Israele, IDF smantella un progetto finanziato dall’Olanda. D66: ritorsione per lo stop UE ai prodotti delle colonie

Monta la polemica tra Israele e i Paesi Bassi. A fine febbraio un progetto di cooperazione, finanziato dall’Olanda nella Valle del Giordano, è stato smantellato dall’esercito israeliano: quasi 10 milioni dei contribuenti olandesi sono andati in fumo. Fino a ieri nessuno ne aveva parlato, nonostante le mail di denuncia inviate dagli attivisti. Ma ieri, qualcosa sembra essersi mosso.

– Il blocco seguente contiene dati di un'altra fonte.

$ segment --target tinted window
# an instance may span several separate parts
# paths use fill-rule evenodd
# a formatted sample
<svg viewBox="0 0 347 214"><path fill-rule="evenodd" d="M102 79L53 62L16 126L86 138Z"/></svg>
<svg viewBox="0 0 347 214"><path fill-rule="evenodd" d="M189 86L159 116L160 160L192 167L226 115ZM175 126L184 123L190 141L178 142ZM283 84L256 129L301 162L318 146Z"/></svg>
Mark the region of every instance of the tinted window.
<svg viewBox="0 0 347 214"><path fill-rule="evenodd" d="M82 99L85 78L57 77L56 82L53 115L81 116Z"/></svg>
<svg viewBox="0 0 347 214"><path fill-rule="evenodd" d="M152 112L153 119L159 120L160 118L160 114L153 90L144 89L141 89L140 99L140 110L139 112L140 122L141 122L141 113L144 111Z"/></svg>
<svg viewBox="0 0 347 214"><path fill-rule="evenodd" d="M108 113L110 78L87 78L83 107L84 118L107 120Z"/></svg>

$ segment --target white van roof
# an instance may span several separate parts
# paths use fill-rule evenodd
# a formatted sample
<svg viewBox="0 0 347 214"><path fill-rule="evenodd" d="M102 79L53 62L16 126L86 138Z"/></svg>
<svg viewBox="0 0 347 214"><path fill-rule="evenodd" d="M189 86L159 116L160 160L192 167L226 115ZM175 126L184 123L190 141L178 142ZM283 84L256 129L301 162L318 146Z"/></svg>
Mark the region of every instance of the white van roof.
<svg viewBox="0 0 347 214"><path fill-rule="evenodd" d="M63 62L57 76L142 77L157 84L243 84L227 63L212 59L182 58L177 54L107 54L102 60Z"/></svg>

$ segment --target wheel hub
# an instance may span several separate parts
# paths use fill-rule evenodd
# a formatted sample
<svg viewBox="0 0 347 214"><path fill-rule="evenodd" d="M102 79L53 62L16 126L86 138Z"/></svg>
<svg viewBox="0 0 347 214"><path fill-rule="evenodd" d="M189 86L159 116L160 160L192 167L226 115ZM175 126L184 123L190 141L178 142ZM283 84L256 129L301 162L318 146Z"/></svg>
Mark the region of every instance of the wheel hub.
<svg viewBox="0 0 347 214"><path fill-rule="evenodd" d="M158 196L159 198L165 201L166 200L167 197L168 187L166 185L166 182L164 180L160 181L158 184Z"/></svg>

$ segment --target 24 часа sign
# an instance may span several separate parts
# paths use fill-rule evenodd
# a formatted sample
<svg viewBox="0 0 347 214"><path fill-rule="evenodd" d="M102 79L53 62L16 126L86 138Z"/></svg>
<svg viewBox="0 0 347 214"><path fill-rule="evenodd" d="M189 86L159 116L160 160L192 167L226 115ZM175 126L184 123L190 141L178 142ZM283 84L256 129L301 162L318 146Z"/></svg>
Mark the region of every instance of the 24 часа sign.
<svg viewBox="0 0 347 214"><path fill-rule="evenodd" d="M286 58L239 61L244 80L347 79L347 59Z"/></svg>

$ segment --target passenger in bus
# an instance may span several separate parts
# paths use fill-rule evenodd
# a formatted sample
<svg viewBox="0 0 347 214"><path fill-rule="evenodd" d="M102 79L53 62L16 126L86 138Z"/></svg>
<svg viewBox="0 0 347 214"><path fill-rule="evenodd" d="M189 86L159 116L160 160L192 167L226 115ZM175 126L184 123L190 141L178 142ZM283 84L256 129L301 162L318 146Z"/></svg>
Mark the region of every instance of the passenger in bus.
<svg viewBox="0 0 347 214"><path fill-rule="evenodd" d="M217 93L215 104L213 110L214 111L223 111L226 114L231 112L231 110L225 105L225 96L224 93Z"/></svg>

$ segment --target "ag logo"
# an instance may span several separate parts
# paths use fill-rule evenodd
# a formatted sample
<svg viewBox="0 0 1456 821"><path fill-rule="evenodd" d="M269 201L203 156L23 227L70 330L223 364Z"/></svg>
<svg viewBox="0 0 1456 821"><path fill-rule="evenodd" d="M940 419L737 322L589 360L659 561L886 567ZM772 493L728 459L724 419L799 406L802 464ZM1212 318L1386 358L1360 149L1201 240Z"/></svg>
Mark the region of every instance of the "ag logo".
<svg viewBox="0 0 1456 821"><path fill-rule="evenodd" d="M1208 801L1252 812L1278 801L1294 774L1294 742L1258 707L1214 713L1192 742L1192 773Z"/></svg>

Nel corso di una riunione con il Ministro degli Esteri, Bert Koenders, il responsabile esteri del partito D66, Sjoerd Sjoerdsma, ha sollevato il problema, riportando le parole del corrispondente da Gerusalemme per la BNR Jan Franke, il primo ad aver denunciato quanto avvenuto. Nel corso del suo intervento Sjoerdsma ha criticato Israele, sostenendo che tale atto sarebbe una ritorsione verso la minacciata identificazione europea dei prodotti provenienti dai Territori Occupati. Infine, rivolgendosi al Ministro, ha invocato l’intervento del governo olandese per fare pressione sulle autorità di Tel Aviv al fine di mettere fine alle violenze nella regione.